La joie dissidente du geste inutile

La joie dissidente du geste inutile

A la différence de " faire " le vide, pour se donner ainsi l’occasion d’un silence mental reposant , "faire " de l’inutile relève d’une posture alternative bien différente.

 De quoi parle t-on ?

De tout geste qui viendrait se ranger dans le camp des intentions flottantes, des actions qui ne seraient motivées par aucun objectif particulier.Ces mouvements, dénués de toute orientation de résolution de problème ou d’avancée significative dans une direction donnée, sont identifiés dans nos modes de fonctionnement comme "inutiles " car inefficaces au regard d’un but à atteindre.

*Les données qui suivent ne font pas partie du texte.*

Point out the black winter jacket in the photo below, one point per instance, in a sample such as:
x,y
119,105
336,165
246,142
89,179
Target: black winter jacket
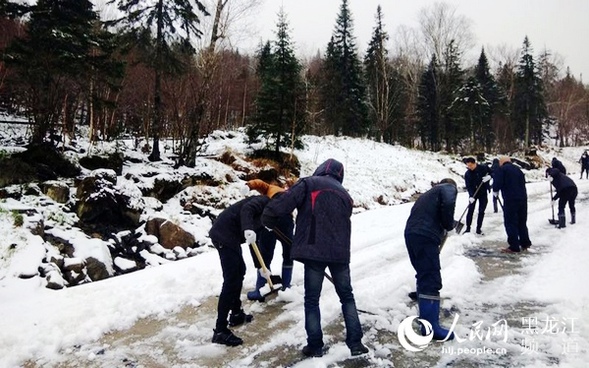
x,y
558,165
510,180
324,208
244,215
560,182
432,214
473,178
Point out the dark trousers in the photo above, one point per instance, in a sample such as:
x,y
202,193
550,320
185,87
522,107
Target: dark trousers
x,y
233,268
267,242
567,195
515,217
314,276
425,257
482,200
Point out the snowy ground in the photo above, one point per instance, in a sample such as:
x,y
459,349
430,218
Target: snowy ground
x,y
527,310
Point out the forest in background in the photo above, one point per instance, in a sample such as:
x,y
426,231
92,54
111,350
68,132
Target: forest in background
x,y
166,69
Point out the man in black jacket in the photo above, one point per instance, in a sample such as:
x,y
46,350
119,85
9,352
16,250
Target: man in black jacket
x,y
235,225
322,240
432,216
476,177
566,191
510,180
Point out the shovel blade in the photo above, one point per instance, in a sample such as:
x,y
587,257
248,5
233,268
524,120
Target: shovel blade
x,y
459,227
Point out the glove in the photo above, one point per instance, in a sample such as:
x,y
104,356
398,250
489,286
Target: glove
x,y
244,190
266,274
250,236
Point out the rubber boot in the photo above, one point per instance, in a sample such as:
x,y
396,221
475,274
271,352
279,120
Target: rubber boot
x,y
429,309
561,220
286,277
255,294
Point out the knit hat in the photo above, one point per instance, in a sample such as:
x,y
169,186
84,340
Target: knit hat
x,y
504,159
264,188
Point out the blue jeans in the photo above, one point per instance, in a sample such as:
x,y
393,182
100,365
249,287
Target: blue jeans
x,y
424,254
314,275
515,217
233,268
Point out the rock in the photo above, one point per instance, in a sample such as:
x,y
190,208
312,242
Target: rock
x,y
96,270
172,235
56,190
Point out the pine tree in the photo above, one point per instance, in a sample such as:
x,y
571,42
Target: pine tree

 Si l’on scrute quelques instants notre propre espace mental, la rareté de ce gibier singulier saute aux neurones ; les gestes affranchis de tout lien avec une quelconque efficacité ne sont pas légion, peut être même pour certains d’entre nous, ils sont inexistants, totalement absents de notre  quotidien.

 Les gestes inutiles, ces pierres précieuses, ont bien du mal à trouver de l’oxygène, des interstices, pour se faufiler dans nos économies de vie systémiques, où chaque action va produire un effet recherché (objectif), et étant elle même le fruit d’une cause antérieure ( problème).

Bref dans cette cascade "vertueuse " point de grain de sable toléré qui menacerait de ralentir notre marche en avant.

Le geste inutile est donc bien celui qui va retarder ou tout au moins ne pas contribuer au processus bien huilé de l’ efficacité immédiate.

..Ramasser une feuille morte, acheter un flacon pour faire des bulles de savon .. alors qu’on a déjà de la barbe, faire du feu dans sa cheminée quand on a le chauffage central, faire brouter un âne dans son jardin juste pour le regarder, garder une chaussette orpheline qui a perdu depuis des mois sa moitié, ..le concept commence à prendre forme ?

 Par nature, l’audit interne de notre cerveau gauche, dédié à la performance, à la logique de nos actions quelles qu’elles soient, va opérer une chasse systématique de tout ce qui pourrait parasiter le mouvement " performant ".

Cette posture, détachée d’un mode efficient naît d’une capacité exceptionnelle à se distancier de ce qu’il "faudrait faire ", de ce qui est attendu, des injonctions conscientes ou non à faire tendre toute notre énergie vers l’obtention d’un résultat. C’est un conditionnement dont nous avons même perdu conscience.

 Capturés que nous sommes dans le maillage serré de l’efficace, faire émerger un geste gratuit n'est possible que par la volonté farouche d’échapper à nos automatismes.

 Sortir, s’évader du mode opératoire habituel souvent formaté problème-solution, demande un effort certain. Se mettre en tension pour au final être en capacité de " laisser faire ", cela a des allures de paradoxe.

 Laisser parler l’ informe, l’inattendu, le poétique  permet peut être de s’écouter un peu plus, dans l’ espace sans obligation que l’on s’accorde alors. Cela n'est pas rien.

 Déplier ces « faux » plis du Soi, avec sympathie, indulgence et dans l’accueil de ce qui vient,  peut, au delà de nous rapprocher de ce que nous sommes profondément, nous aider sans doute, à prendre soin de nous mêmes, l’air de rien.

Gilles Poisson

Restaurateur de Meubles d'Art

7 ans

Oui ! Arrêtons d'essayer, souvent en vain, de joindre l'utile à l'agréable, faisons parfois l'inutile sans aucune motivation. Douce dissidence. Merci pour ces pistes.

Sylvie Allonneau

Conférencière - Formatrice - Médiatrice

7 ans

En pianotant au hasard sur internet, j'ai glané cette étrange phrase qui fait curieusement écho à ce beau texte: "Au moins l'art de notre temps ne serait pas vain et le geste du peintre inutile ". L'auteur est anonyme. Oui le geste inutile n'est pas vain, il est même crutial au "temps suspendu". Celui qui rend heureux, celui qui permet de sortir du faire pour simplement être. Le geste inutile est un art. Oui, pratiquons l'art de notre temps, le temps suspendu avec art et le geste dit "inutile" mais au combien salvateur suivra...

Sophie de Vilmorin

Co-Fondatrice Déclic'Sup - Coaching, Consulting & Training

7 ans

Merci Sylvie Desmidt pour cet article que je découvre avec retard! Il est beau et bon, très bien écrit et ça j'y suis sensible ;).